I was definitely starting to warm up, but felt my stomach growl loudly as I turned around and started back toward their door. Just as I made the welcome mat, I turned around and headed back toward the kitchen. After opening a couple cupboards, I found a box of toaster pastries, pulled them out, and started munching on them. I finished off the remaining two packages and threw the box in the garbage.
I still had the problem of my car to attend to. Looking for something of use, I opened up the coat closet that was on my right as I had come in. After moving some things out of the way, I found a curved handle that led me to a rather large snow shovel. I grabbed it, bundled up my coat, and ran out into the snow in my sneakers (the boots in the closet were all too small). I made it out to where my car was and saw that there was now a good layer of snow on the car. I began digging and found that the snow was a lot lighter than I thought.
A couple times while digging, cars crept by me, but I made sure to keep my back to them and continued on my mission. After about a half an hour, I hopped back in the car and managed to get it rocking back and forth. After a few moments, the tires took hold and I burst out of the ditch and onto the road. Very cautiously, I crept into the driveway and again turned my car off and ran the shovel back up to the house.

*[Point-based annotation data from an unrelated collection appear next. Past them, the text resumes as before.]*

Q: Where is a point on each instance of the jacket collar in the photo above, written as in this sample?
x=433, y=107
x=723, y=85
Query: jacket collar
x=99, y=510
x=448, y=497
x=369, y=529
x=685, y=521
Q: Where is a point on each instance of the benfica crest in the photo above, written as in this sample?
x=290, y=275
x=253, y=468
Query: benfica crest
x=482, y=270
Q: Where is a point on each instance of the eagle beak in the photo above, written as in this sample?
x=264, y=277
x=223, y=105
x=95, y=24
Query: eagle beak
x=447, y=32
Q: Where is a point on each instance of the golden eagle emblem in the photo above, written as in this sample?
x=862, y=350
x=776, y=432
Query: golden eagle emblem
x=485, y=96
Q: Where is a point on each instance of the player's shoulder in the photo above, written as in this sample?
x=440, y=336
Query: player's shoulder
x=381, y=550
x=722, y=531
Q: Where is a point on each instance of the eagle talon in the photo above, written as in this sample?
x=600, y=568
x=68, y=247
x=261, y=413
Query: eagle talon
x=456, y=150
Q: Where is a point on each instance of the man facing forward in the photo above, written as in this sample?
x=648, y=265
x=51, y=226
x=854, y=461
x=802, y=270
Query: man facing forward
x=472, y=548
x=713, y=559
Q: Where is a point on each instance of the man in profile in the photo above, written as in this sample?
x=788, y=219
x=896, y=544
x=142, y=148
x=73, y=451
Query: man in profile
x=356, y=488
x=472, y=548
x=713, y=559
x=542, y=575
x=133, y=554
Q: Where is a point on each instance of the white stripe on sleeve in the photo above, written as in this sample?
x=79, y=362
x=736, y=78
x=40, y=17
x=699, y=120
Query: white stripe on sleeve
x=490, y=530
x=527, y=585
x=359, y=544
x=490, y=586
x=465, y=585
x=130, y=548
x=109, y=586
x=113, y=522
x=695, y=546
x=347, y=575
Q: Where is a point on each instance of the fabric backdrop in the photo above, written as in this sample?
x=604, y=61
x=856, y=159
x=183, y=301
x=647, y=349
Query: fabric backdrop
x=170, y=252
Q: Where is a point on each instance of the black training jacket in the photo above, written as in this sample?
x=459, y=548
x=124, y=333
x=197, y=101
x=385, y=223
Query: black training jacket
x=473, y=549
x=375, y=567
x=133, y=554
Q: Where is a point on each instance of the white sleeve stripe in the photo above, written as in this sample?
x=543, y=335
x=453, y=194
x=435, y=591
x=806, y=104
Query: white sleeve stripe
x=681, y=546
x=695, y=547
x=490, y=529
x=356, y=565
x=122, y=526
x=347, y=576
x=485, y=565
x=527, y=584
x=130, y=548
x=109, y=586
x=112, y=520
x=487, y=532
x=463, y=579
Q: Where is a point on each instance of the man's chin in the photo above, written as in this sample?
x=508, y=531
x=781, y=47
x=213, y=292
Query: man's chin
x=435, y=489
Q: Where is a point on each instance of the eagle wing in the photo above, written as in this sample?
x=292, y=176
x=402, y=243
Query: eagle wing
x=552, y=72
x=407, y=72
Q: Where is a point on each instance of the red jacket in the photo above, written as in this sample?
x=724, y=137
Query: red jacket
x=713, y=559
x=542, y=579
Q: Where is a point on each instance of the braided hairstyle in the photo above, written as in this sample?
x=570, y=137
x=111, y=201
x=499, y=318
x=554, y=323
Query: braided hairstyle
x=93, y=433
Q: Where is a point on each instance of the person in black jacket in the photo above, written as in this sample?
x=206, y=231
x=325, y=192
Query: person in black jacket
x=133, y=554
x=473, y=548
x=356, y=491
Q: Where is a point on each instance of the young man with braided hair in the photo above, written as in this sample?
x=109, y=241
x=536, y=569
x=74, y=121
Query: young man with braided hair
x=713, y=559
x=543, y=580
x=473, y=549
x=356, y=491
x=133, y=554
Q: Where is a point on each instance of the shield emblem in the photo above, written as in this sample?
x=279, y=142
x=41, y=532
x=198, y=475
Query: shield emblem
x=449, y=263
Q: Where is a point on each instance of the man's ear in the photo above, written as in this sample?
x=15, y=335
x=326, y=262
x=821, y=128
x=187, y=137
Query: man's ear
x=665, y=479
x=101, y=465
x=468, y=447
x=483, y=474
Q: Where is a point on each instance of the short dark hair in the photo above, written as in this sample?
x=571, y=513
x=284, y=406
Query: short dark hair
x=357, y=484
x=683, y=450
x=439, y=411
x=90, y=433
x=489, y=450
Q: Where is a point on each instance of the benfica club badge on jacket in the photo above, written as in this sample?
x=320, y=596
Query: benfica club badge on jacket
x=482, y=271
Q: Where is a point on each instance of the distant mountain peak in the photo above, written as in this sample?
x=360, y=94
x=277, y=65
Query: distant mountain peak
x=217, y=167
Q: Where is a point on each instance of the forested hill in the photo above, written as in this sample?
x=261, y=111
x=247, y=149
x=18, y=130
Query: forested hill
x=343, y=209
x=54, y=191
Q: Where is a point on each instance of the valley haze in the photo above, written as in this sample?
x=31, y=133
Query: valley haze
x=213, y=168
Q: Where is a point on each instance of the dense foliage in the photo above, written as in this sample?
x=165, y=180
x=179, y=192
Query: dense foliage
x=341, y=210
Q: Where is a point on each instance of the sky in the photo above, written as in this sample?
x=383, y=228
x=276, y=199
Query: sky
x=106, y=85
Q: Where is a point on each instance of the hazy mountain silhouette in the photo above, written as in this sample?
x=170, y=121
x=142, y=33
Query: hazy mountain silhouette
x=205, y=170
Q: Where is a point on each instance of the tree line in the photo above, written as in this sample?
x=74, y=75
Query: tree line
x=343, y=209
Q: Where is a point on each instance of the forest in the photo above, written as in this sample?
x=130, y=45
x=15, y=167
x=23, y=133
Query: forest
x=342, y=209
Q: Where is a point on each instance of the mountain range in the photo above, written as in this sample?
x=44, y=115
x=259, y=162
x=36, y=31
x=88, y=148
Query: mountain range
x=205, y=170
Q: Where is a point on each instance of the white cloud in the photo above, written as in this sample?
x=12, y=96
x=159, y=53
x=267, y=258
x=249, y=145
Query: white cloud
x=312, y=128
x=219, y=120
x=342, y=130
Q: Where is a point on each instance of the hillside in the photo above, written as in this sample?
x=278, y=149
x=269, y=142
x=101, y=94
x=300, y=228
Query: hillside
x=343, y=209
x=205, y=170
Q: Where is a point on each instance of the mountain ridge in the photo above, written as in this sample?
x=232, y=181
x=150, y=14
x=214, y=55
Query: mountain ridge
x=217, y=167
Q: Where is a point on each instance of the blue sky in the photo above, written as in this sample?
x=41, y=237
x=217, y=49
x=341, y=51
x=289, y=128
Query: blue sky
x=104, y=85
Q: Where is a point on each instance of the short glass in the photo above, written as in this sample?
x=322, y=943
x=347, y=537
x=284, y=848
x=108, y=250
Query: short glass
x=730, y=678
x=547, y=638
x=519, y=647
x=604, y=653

After putting the shovel back in the closet, I remembered the pastries I had eaten. I pulled my wallet out and carefully removed a five-dollar bill and layed it on the counter in the kitchen. After making sure I hadn't tracked any mud onto the carpet, I loudly said 'goodbye' and closed the door behind me.

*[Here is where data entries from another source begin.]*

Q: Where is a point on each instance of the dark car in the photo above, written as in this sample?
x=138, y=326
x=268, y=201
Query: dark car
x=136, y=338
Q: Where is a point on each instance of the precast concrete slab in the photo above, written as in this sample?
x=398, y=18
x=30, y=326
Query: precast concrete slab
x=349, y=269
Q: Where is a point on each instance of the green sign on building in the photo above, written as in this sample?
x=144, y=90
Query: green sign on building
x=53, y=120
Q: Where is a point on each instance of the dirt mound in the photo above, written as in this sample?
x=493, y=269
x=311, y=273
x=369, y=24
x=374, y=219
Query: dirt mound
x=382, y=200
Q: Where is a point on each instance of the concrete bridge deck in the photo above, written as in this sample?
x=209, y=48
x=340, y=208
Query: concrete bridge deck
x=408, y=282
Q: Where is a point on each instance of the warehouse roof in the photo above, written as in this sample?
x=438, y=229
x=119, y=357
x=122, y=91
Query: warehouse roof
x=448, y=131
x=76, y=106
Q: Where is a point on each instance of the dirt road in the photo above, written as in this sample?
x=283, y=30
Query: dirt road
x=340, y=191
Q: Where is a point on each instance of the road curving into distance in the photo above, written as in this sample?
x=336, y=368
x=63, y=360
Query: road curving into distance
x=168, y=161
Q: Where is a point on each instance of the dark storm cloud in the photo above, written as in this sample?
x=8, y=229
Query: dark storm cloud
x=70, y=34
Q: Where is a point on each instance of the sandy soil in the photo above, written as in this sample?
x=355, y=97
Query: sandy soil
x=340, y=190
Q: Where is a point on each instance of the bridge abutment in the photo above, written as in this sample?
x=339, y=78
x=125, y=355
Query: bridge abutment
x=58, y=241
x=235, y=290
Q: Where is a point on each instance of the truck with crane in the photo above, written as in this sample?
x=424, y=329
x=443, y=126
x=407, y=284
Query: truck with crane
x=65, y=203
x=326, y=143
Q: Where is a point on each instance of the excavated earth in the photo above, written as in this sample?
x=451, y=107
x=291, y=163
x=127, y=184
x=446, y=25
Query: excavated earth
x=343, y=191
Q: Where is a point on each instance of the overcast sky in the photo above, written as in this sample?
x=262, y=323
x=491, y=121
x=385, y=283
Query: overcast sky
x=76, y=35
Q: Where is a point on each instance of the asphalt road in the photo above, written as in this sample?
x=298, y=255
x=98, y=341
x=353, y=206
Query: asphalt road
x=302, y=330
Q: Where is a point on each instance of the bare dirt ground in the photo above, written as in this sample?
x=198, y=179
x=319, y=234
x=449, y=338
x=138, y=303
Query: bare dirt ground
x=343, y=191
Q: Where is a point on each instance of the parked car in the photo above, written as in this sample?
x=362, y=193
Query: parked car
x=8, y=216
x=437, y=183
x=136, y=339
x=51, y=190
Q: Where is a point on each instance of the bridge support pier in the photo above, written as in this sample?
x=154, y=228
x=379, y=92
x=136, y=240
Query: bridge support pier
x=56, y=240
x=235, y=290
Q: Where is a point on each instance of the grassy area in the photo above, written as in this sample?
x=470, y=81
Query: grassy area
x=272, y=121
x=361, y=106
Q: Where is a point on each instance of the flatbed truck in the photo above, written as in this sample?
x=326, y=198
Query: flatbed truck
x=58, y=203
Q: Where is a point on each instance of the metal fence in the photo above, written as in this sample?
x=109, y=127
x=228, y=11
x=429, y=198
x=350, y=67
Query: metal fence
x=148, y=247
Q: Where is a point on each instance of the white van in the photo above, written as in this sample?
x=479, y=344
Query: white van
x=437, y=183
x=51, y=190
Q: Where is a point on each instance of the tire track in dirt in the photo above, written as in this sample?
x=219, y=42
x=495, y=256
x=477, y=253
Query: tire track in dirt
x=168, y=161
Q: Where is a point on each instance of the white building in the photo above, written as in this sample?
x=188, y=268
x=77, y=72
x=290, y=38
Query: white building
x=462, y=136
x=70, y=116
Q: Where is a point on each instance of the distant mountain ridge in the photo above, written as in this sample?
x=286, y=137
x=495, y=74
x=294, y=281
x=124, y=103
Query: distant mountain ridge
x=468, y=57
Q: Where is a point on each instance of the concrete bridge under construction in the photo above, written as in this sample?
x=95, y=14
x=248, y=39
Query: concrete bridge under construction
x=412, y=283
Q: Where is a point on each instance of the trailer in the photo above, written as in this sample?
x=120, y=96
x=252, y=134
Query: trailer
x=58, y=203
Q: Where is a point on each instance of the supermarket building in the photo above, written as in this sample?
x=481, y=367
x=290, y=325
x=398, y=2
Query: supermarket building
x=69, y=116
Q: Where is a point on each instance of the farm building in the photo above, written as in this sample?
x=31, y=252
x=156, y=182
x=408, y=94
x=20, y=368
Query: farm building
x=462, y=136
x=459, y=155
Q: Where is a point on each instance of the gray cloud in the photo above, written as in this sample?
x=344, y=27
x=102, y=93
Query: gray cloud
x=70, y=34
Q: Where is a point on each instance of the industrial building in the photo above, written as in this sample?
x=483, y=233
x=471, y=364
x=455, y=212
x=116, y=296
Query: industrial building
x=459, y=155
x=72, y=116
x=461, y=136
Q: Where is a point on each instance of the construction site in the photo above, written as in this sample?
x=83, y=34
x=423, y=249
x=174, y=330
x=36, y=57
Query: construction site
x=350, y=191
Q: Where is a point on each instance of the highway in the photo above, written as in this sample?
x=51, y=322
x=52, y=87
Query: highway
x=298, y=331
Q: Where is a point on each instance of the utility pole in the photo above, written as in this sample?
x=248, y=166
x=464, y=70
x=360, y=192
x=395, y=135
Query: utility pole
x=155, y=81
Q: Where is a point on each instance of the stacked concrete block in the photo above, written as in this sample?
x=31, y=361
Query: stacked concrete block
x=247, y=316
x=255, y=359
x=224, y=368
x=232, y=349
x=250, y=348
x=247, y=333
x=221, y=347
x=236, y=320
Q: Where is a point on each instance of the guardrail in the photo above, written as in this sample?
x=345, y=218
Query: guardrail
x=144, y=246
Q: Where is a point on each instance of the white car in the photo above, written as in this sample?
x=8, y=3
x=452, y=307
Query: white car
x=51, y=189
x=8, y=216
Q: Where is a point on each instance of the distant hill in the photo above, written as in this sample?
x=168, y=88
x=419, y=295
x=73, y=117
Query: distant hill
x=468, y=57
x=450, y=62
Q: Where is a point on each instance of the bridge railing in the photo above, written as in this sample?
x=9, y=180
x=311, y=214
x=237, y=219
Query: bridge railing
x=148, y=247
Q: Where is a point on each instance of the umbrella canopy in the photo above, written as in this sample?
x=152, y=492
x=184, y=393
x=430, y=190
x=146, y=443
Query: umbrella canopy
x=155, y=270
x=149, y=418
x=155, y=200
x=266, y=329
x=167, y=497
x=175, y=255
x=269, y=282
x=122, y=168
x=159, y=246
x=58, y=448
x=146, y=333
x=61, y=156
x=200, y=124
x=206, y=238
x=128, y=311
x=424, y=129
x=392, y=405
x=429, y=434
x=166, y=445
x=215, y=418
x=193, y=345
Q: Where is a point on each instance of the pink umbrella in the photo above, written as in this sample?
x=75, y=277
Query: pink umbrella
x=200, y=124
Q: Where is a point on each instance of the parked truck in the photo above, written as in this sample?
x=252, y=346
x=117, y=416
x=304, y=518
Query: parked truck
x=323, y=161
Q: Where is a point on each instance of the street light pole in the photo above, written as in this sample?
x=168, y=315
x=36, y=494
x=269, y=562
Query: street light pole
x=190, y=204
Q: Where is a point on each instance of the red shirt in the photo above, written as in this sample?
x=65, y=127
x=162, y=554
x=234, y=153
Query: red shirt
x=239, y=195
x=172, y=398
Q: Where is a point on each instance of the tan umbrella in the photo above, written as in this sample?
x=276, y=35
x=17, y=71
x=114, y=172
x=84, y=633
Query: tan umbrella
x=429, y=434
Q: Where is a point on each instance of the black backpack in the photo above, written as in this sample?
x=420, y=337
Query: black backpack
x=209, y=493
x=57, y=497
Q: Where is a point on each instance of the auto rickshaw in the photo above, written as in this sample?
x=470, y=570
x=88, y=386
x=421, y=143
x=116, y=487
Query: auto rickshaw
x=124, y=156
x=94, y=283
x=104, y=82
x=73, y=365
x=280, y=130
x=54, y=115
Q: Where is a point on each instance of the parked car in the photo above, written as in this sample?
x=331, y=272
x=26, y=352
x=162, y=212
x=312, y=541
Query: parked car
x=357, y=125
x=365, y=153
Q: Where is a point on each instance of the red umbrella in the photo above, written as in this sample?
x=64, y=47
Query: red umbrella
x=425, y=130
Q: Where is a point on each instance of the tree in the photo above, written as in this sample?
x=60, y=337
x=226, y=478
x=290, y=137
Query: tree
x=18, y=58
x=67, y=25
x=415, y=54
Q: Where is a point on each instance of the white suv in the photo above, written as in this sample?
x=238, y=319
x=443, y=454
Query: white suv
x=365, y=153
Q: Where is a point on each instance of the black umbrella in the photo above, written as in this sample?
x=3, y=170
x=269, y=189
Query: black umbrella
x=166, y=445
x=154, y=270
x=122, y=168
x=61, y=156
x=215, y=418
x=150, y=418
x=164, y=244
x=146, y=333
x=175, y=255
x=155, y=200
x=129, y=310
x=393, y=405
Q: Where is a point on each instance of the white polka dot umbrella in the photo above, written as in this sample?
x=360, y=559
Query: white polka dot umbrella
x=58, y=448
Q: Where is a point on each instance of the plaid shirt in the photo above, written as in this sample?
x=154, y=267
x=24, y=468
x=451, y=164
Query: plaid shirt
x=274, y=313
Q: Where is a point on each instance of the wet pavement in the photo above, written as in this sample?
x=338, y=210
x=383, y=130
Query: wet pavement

Within moments I was on the road, driving cautiously back to the exit that I had missed over an hour earlier. The snow had let up, but the road conditions were still fairly bad, and I wasn't going to take any chances. I met a couple 4x4 vehicles with chains on their tires making their way through the snow fairly easily, but there weren't really any cars to speak of. Just as I was slowing down to make my turn, I met my first car since I had gotten back onto the road. Since I was sitting and waiting to turn, I sat and watched the occupants as they carefully drove by me. I'm glad I looked around their house a bit, otherwise I would have never even known who they were.